Autre élément clé de l’image de marque, le documentaire. Loïc Prigent s’en est fait une spécialité avec une filmographie sidérante où l’on distingue Le Testament d’Alexander McQueen, Qu’est-ce que la haute couture ?, Karl Lagerfeld se dessine … D’autres s’y essaient également : Dior et moi de Frédéric Tcheng, McQueen de Ian Bonhôte et Peter Ettedgui, Valentino -The last emperor de Matt Tyrnauer … ces longs métrages reviennent sur l’histoire de chaque marque, étudient ses spécificités, son ADN, tentent d’en percer les secrets en montrant le savoir faire à l’œuvre. Et pour ce faire, il faut bien sûr l’autorisation du Service Presse de l’enseigne concernée qui, en accueillant l’équipe de tournage en son sein, va forcément avoir un droit de regard sur la production.

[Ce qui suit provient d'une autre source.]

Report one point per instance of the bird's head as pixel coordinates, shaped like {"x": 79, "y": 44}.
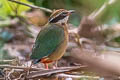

De là à produire ses propres films, il n’y a qu’un pas. Pour promouvoir leurs collections sur des réseaux sociaux désormais incontournables, les maisons de luxe doivent réinventer leur manière de communiquer, dépasser le cadre de la campagne print et du spot publicitaire traditionnel. font désormais appel à des cinéastes de renom qui vont signer les courts-métrages promotionnels diffusés sur les réseaux sociaux … et rajeunir l’image de marque en concoctant e véritables hybrides filmiques, destinés à captiver les millennials. Exemple type, la réalisation de l’américain David O.Russel, Past Forward, que Prada a projeté lors de la Fashion Week de Milan.  Nouveaux moyens mis à dispositions, nouvelle manière de créer, c’en est fini du traditionnel clip sans dialogue, où une célébrité se pavane en musique pour raconter une histoire souvent mièvre, avec le packshot du produit et la signature de la marque en prime : has been ! Obsolète, selon Jean-Noel Kapferer, chercheur à l’Insee Luxury Institute qui explique dans Le Monde : « En travaillant avec des grands noms du septième art, les maisons de luxe prouvent qu’elles demeurent haut de gamme et qu’elles sont capables de se renouveler ».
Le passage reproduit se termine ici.